# Via Rail and luggage restrictions



## willem (Sep 10, 2016)

Via's web site gave me the following luggage restrictions.



> BAGGAGE ALLOWANCE (VIA)
> Carry-on baggage
> One (1) personal article of up to 11.5 kg (25 lb.) / 43 x 15 x 33 cm (17 x 6 x 13 in.)
> 
> ...


How strict is Via on the dimensions? Are rigid sizing boxes used to determine if an object is oversize?

The pay-per-item fees listed address weight but not size. Are oversize items allowed at all?

In case it matters, I would be taking the Maple Leaf to Toronto and the bus from Toronto to Dearborn, and I'm concerned about the size of the small articles (21.5 x 15.5 x 9 inch). My current luggage is 23 x 15 x 10, and most "carry-on" luggage that I see advertised is nominally 22 inches with a linear dimension (L+W+D) of 45 inches. Strictly speaking, neither my current luggage nor the normal 22 inch carry-on size would meet VIA specifications for small articles.


----------



## greatcats (Sep 10, 2016)

When I took the Canadian from Vancouver almost five years ago, the agent insisted on checking my large backpack, as there was no room for it in the sleeper. They provided me a small tote bag for overnight items, which I still have.


----------



## zephyr17 (Sep 12, 2016)

VIA itself is pretty strict on baggage limitations and they do check. However, I will say for the Maple Leaf, which is a VIA train from Toronto to Niagara Falls, ON, they weren't.

The space available in sleepers is quite limited, and luggage that ordinarily carry on on Amtrak, I most definitely check on the Canadian.


----------



## Tennessee Traveler (Sep 13, 2016)

In fact, on the OCEAN there is no room for the larger bag--almost no room for the carry on so all sleeper passengers are required to check all but the small carryon you keep with you in your room. Compared to Amtrak and the CANADIAN the Ocean rooms are small and very tight although they do have a nice bathroom in each cabin. My personal experience this past June was that room seat was too hard and too upright with no recline. On both trains I rode, the bed was large enough but it "slanted" toward the floor and was uncomfortable to sleep. So when you can head for the Park observation car for more comfort.


----------



## zephyr17 (Sep 13, 2016)

I have never ridden the Ocean with Renaissance equipment, but I've ridden the Canadian quite a bit. How was the bed slanted? All the beds I had on the Canadian were perfectly flat.

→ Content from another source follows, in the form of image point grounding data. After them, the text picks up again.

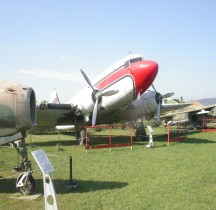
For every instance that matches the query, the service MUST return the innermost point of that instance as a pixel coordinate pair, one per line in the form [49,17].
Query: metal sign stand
[46,168]
[150,137]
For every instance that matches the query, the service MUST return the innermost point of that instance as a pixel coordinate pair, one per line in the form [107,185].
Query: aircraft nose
[150,68]
[146,74]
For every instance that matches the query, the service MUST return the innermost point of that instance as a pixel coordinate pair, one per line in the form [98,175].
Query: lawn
[179,176]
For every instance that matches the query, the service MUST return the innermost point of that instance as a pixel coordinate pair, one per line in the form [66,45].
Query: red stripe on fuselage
[143,74]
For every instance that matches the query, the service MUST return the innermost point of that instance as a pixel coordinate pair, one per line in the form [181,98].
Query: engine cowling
[17,108]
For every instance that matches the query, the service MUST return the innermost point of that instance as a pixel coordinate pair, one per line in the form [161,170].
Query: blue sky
[44,44]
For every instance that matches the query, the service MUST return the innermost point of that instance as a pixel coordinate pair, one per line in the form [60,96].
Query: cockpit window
[134,60]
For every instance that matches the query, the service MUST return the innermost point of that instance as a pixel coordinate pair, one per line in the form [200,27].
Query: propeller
[97,96]
[159,98]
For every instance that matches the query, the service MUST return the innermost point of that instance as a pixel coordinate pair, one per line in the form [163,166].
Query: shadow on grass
[8,186]
[55,143]
[88,186]
[190,139]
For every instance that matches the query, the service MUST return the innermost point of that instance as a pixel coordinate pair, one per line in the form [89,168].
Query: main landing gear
[25,183]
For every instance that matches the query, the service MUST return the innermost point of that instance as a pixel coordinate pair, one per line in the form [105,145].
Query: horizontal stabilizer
[56,106]
[173,107]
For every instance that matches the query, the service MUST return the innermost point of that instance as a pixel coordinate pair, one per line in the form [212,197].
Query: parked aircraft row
[119,94]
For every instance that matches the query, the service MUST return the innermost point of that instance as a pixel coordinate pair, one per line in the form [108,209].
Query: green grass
[179,176]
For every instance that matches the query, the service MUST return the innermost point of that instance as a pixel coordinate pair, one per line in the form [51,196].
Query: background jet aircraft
[118,94]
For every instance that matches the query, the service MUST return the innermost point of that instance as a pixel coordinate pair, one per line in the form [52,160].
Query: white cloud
[75,77]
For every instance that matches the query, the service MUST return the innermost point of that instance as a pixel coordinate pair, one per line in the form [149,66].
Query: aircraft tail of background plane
[54,99]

The only slanted bed I've ever had was in Asiana business class flying to Seoul.


----------



## NS VIA Fan (Sep 13, 2016)

zephyr17 said:


> ........How was the bed slanted? All the beds I had on the Canadian were perfectly flat. The only slanted bed I've ever had was in Asiana business class flying to Seoul.


I've been on a Ren Ocean often and the beds have been flat too....never encounter one 'slanted' toward the floor. I'm gressing....perhaps one of the arms that lower the bed let go causing it to tilt??

Scroll down here for a couple of shots showing a Ren Bedroom set-up:

http://discuss.amtraktrains.com/index.php?/topic/62332-a-weekend-on-the-ocean/


----------



## Tennessee Traveler (Sep 13, 2016)

Tilted may not be the correct word to describe the bed. I rode the Ocean west and east and the best though narrow slept well going west. But coming back east it seem the mattress was wearing and created the sense of rolling to the weak side of the mattress. The bed itself was not tilted. In my opinion, there is no comparison in the mattresses on the Ocean with those on the Budd equipped Canadian which I have ridded several times both in roomettes and bedrooms. In the end I just did not like the Renaissance equipment.


----------



## norfolkwesternhenry (Sep 16, 2016)

When I took the Canadian, I checked my large backpack, and took my smaller one on board. Space wasn't an issue in a upper or lower bunk, even as I am 6' 1.5"


----------